Our unit offers Weizmann Institute scientists access to advanced methods and expertise for the preservation, generation, and molecular engineering of antibodies developed in-house.
Each project begins with a personal consultation to define research goals and technical requirements. Together with the research team, we design a customized project plan that includes clearly defined milestones, timelines, and deliverables. Throughout the process, the unit provides scientific guidance, progress updates, and data-driven decision support to ensure the successful development of high-quality, validated antibody reagents tailored to each investigator’s specific needs.
Current Services
B cells from immunized animals are selected by Fluorescence-Activated Cell Sorting (FACS) based on their binding to specific antigens. They are then sequenced to identify the corresponding antibody gene that contains the genetic information for both the heavy and light chains of antibodies. The antibody can then be synthesized and expressed in cells to produce a recombinant monoclonal antibody for therapeutic or diagnostic use. The method combines high-throughput screening with traditional techniques to accelerate the generation of high-affinity antibodies. It enables the characterization of rare antibody-producing cells, the discovery of novel antibodies with desired specificities, and the understanding of B cell responses in health and disease.
Engineering the constant region of an antibody while keeping its antigen-binding regions unchanged. This process allows conversion between isotypes (e.g., IgG, IgA, IgM) to modify effector functions, stability, or tissue distribution. It enables researchers to optimize antibodies for therapeutic use without altering their antigen specificity.
Cloning and engineering the variable regions of an antibody into expression vectors containing constant regions from another species. This process preserves antigen specificity while adapting the antibody for compatibility with different experimental systems.
Engineering non-human antibodies to resemble human germline sequences while retaining antigen-binding specificity. By aligning variable regions with human germline frameworks and applying computational design principles, researchers can optimize both human compatibility and antigen affinity. This approach reduces immunogenicity and enhances therapeutic potential through structure-guided affinity improvement.
Engineered molecules that can bind two different antigens or epitopes simultaneously—often one on an immune effector cell and another on a target cell, such as a tumor. This dual specificity enables unique therapeutic mechanisms, such as redirecting immune cells to tumors, blocking two signaling pathways at once, or enhancing selectivity and efficacy compared to traditional monoclonal antibodies.
Engineering the high specificity of an antibody with the functional activity of another protein, such as a cytokine, enzyme, or receptor ligand. These fusion constructs can extend half-life, improve tissue targeting, or deliver bioactive payloads directly to diseased cells, offering powerful tools for targeted therapy or immune modulation.
Engineered Fabs and single-chain variable fragments (scFvs), represent smaller yet highly functional antibody derivatives. scFvs are composed of the VH and VL regions linked by a short peptide, retaining antigen-binding capacity in a compact form ideal for gene therapy, CAR-T design, and diagnostic imaging. These engineered and customized formats greatly expand antibody versatility, enabling advanced therapeutic, diagnostic, and research applications across diverse biomedical fields.
Existing hybridomas producing valuable monoclonal antibodies can lose productivity or change isotype over time. To preserve these important properties, the hybridoma is sequenced to archive their antibody genes immediately after their generation or upon receiving new hybridoma. In parallel, we perform hybridoma screening to confirm single-clone origin and ensure monoclonality, preventing mixed cultures that could compromise antibody quality, reproducibility, and long-term reliability.
Using adapted bioreactor systems to culture hybridoma or recombinant cell lines under controlled conditions. This approach enables high-yield, consistent production of antibodies with defined quality and purity, supporting research, diagnostic, and therapeutic applications.

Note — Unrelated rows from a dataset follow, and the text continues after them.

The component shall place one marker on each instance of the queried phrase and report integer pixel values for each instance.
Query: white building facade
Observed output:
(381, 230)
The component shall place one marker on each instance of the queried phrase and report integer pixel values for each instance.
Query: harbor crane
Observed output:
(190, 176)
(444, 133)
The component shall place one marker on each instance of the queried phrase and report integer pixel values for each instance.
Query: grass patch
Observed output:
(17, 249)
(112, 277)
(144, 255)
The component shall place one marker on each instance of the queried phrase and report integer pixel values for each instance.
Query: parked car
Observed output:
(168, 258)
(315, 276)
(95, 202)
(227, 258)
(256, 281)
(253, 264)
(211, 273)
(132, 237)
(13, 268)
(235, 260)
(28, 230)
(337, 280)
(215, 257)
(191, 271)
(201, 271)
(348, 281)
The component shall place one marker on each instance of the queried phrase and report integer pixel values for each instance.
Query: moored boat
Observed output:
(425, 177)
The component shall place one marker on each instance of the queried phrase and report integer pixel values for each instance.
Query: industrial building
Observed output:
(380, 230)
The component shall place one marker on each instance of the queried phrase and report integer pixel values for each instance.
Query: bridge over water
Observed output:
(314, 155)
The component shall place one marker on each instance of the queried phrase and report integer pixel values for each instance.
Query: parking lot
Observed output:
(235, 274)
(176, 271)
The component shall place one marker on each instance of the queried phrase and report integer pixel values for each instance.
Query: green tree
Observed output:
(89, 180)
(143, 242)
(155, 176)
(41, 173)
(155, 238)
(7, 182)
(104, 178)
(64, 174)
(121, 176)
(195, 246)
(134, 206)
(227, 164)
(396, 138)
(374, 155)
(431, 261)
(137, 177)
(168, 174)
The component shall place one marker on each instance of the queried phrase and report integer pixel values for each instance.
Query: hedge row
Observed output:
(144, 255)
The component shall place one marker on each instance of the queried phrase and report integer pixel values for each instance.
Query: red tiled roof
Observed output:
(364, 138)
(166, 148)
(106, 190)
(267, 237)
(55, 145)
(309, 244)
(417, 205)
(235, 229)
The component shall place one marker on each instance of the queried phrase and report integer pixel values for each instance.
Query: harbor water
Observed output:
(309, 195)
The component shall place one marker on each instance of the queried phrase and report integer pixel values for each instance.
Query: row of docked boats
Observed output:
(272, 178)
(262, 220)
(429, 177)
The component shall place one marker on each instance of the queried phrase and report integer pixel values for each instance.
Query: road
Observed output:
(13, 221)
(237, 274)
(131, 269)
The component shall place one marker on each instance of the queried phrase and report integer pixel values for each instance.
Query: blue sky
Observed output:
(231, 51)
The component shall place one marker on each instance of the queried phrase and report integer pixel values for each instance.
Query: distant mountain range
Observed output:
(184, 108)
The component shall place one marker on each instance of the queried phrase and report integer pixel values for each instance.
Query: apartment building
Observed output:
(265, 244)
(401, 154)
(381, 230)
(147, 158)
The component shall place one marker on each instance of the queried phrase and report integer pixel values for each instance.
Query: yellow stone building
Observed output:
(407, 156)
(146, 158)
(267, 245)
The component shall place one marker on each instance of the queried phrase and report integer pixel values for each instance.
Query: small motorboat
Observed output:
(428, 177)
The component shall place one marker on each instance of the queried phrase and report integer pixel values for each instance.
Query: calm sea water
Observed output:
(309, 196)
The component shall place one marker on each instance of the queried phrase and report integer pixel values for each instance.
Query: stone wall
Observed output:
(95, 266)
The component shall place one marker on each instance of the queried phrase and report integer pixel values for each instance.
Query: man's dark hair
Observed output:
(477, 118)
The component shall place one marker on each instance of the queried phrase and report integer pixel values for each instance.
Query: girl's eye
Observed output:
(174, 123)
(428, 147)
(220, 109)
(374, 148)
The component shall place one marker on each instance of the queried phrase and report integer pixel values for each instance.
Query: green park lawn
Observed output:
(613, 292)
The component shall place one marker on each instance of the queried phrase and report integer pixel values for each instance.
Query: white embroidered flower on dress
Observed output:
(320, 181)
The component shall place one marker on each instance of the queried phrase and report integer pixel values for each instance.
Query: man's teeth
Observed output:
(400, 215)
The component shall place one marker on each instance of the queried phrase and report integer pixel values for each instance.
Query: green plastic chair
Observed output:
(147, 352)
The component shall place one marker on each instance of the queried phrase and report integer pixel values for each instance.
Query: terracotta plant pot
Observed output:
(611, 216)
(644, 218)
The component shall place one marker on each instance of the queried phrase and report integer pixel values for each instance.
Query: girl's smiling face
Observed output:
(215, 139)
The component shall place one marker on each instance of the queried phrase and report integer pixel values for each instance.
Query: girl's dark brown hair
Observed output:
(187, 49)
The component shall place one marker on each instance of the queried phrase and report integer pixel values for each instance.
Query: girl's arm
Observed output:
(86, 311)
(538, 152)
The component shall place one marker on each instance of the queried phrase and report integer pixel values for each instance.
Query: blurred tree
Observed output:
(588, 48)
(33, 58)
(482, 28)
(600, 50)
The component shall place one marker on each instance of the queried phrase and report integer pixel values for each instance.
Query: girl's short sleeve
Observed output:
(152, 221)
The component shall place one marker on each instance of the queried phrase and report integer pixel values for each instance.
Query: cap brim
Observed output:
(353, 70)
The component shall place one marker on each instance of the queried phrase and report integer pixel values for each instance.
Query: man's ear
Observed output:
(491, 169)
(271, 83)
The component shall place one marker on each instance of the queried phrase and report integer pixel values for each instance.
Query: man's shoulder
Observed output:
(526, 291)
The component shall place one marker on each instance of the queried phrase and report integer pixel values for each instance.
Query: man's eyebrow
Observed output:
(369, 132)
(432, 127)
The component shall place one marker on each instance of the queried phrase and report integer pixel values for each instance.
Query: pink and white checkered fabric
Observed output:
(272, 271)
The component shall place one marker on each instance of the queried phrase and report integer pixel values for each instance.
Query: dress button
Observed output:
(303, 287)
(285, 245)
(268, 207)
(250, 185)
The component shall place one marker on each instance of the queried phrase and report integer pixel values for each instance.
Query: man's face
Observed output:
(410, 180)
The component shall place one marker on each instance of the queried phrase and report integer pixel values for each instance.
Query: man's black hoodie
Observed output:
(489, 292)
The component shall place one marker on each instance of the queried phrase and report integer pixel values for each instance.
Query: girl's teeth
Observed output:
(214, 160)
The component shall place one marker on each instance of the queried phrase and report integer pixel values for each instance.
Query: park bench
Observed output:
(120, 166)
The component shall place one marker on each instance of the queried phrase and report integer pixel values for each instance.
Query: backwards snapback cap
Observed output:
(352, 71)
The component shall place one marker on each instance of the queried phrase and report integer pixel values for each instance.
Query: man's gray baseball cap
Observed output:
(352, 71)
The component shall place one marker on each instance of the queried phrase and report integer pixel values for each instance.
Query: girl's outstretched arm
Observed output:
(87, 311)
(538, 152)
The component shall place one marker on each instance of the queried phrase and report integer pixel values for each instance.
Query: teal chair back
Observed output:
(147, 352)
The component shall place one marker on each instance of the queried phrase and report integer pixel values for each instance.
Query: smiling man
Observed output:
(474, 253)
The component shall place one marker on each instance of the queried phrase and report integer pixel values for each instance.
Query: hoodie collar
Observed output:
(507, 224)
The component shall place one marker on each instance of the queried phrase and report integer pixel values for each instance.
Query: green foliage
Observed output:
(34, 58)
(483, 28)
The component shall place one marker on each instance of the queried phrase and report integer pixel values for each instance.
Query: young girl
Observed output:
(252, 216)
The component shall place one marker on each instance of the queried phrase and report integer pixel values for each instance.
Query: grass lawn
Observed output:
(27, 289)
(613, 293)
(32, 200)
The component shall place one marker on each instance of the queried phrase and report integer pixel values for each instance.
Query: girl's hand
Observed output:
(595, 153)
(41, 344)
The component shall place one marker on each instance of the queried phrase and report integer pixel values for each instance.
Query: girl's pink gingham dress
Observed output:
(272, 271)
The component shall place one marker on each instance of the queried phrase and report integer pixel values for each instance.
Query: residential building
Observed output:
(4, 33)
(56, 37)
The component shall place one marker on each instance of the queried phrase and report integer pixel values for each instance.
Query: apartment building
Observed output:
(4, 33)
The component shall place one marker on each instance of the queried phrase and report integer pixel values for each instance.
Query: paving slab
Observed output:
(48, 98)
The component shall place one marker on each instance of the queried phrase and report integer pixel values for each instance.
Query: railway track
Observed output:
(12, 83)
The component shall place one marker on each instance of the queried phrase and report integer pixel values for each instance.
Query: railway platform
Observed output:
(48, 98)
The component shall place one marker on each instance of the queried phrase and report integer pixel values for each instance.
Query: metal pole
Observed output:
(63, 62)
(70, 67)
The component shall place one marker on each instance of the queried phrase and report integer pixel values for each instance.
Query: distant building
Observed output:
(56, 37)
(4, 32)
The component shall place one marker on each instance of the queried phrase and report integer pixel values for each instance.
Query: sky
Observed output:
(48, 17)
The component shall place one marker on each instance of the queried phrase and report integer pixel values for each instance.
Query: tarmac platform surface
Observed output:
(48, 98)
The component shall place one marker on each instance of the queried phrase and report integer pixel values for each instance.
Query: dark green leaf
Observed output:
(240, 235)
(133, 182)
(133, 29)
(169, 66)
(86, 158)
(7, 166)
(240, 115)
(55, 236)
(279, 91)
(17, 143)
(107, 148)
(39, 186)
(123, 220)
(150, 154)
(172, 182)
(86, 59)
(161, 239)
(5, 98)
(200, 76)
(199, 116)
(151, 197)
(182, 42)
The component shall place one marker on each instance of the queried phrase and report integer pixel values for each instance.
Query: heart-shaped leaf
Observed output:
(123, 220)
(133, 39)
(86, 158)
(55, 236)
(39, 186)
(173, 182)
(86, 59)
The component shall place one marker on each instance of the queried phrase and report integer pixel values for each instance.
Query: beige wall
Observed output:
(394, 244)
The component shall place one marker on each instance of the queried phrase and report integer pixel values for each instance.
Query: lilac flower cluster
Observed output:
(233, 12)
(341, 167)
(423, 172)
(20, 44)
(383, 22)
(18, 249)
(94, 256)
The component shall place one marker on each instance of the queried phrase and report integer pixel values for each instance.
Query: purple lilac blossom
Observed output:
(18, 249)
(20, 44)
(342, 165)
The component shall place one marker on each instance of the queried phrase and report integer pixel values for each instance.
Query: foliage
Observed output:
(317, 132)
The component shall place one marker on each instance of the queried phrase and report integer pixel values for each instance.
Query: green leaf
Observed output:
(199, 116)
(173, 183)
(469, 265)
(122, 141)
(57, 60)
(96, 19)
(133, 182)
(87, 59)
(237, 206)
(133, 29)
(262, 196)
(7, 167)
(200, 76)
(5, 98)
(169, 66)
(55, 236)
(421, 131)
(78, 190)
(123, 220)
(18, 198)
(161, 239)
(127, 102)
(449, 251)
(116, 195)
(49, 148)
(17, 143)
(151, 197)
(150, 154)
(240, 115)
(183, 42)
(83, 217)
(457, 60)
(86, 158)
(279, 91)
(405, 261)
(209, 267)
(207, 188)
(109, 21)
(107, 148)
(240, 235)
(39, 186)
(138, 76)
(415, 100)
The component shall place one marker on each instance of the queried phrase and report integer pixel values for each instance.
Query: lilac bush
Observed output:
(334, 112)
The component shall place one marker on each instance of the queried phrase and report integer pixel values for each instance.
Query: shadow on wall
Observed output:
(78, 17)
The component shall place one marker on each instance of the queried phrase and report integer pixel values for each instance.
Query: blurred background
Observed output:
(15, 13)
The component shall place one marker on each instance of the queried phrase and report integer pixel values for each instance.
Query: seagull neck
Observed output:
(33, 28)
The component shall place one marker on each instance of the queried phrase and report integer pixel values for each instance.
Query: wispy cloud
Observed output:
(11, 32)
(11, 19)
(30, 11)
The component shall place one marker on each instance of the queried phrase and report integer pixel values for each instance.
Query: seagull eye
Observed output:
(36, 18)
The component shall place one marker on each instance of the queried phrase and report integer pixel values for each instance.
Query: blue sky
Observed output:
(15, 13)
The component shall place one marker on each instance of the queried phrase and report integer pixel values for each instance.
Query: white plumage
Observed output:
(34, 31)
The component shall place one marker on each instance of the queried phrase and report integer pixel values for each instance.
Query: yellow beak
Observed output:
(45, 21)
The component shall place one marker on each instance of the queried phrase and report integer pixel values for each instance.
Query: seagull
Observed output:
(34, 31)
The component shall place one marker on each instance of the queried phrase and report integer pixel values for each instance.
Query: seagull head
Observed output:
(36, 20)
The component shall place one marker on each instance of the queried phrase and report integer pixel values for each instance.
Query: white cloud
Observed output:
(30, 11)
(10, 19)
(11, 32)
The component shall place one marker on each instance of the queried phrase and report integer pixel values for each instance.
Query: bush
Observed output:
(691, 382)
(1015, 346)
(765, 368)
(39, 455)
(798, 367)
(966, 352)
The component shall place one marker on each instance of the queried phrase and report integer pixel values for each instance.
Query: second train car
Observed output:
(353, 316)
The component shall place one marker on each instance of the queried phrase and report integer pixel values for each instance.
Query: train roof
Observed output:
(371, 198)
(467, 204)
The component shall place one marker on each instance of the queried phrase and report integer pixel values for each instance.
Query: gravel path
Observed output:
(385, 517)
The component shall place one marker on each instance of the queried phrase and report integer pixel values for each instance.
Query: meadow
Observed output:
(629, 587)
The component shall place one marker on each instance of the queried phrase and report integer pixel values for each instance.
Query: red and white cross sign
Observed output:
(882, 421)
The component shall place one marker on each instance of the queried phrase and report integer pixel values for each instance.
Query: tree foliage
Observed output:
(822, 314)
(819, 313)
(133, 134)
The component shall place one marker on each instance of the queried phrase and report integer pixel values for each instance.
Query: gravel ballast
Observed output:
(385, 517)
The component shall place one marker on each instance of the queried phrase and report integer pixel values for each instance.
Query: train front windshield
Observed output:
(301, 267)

Polyclonal antibodies are generated by immunizing rats or mice with a target antigen, leading to the production of multiple antibody clones that recognize different epitopes. The resulting serum provides a broad and sensitive immune response, ideal for detection, screening, and validation applications.
Monoclonal antibodies against antigens are produced via fusing a mouse's antibody-producing B-cell with an immortal myeloma (cancerous) cell line, enabling it to establish cell-lines stably producing a single, highly specific monoclonal antibody (mAb) indefinitely. Selection and screening are carried out interactively with the users. Although labor intensive the method creates immortal cell lines that ensure a continuous, consistent antibody supply without repeated immunizations and remain a proven, reliable method with decades of successful use in research and therapeutics.